Want to say Buddy L made it but something else screams Darda.. the other voices we'll ignore for now as they are cranky in the morning.


----------



## Bill Hall

*Astons from oil stains*



Montoya1 said:


> OK, these are probably crap.
> 
> Now yer gettin' it....if it looks like a duck...and walks like a...well you get the idea.
> 
> I am just mindful of what happened when the Marchons reached the UK (as Micro Scalextric). QC was poor, and some of the color schemes, especially the F1s, were terrible. Lots of snooty comments from 'those in the know', some of it in print, and no move by these same people to ban them from the outset followed...
> 
> One mans snooty is another mans truthful albeit blunt observation.
> 
> The cars _were_ junk, but they were the first (certainly to reach us) toy chassis with Neo magnets, and hoofing great rail huggers too. Once the rear wheels had been dumped, ultra low tyres fitted, and lots of part sorting carried out their insistance of building tracks that could have been made for such a combo ensured massive amounts of egg on face.
> 
> So if we throw our precious grog allowance at them....we'll have a great running ugly bucket? Tenaciously clinging to a lost cause on priciple via cash and effort simply goes to illustrate the obvious point; whether one proves that it is viable or not. Kinda like fly paper...the more ya struggle the more certain and predetermined the outcome. "Hey did ya know? I really could build a DB 7 from an oil stain."... but what's the point?
> 
> The led to bruised egos and the UK HO civil war, the effects of which are still being felt now. I am not saying that will happen in this case, but it is still better to reserve one's definitive opinion until you have a car in hand to work on, surely?
> 
> Surely not! Photographic evidence CLEARY indicates that the glass is half empty.
> 
> If nothing else these cars have allowed some to vent some sarcasm that might otherwise go elsewhere, with mild and hilarious side swipes at me on occasion, and also display what I guess 'passes' for wit. So the world is a better place already


 That's mighty magnanimous of you. Your omnipotent JUDGEMENT of our wit serves to illustrate yet another point.


----------



## Montoya1

er, OK then.


----------



## Bill Hall

*Thud*

Letting go of the rope only works if someone else is hanging on :thumbsup:

Right on schedule and true to form.


----------



## Montoya1

I am quite happy to admit you have totally lost me. If that is my fault, then so be it.
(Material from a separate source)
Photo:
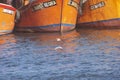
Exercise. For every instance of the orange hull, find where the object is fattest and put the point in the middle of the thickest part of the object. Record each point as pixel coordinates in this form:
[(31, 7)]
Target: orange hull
[(7, 14), (100, 14), (48, 15)]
Are you the guy who called me Lord Montoyad or some such on SCI?


----------



## Bill Hall

You are free to contact me through any one of the proper avenues .


----------



## 1976Cordoba

Better with butter:


----------



## partspig

MMMMMMMMMMM, Butter!!! Movie theater butter!! Double it up!!


----------



## swflyboy

bobhch said:


> Montoya,
> 
> Hey man by no means is this post of mine a crack on you. I am just giving my opinion on what you posted up & my thoughts. I could be wrong.  LOL Seriously it's all good man.
> 
> These look like they are made for the AIR Mall magazines you see on planes to sucker people into getting JUNK while they are bored flying across the country.


I do like the Air Malls, tho probably because I collect precision model aircraft which they have a lot of.


----------



## slotcarman12078

mmmmm.. Thanks Doba!!!


----------



## swflyboy

slotcarman12078 said:


> mmmmm.. Thanks Doba!!!


I can't believe it's not butter.....wait if its not butter then what is it?


----------



## Montoya1

What a bunch 

Anyway, I don't think these two cars look that bad, and both have possibities for the customizers out there.


----------



## videojimmy

not too bad at all... can't wait to the chassis.


----------



## Montoya1

Here is the Hornby Mini for what it is worth:


----------



## monroe_steve

They look like Womp cars only smaller. At least the first ones did.


----------



## slotnewbie69

well now i have finished all that lovely popcorn doba was so generous in providing us all,i must say the cars look better than i expected.whether the track system is any good or not who knows?personally.i agree that if it's a poor product,it will only serve to discourage kids from the hobby.but then again,if they turn out to be fun for kids,maybe they could encourage those same kids to move into the hobby,which is a plus.as a new dad,i think any ammo i have to fend off the dreaded xbox is a good thing!
so as entertaining and informative all the wisecracks were,thanks montoya for posting this,even if it just served us all some yummy popcorn


----------



## coach61

Ok you posted up pics of a Hornby Mini..wtf?


----------



## swflyboy

coach61 said:


> Ok you posted up pics of a Hornby Mini..wtf?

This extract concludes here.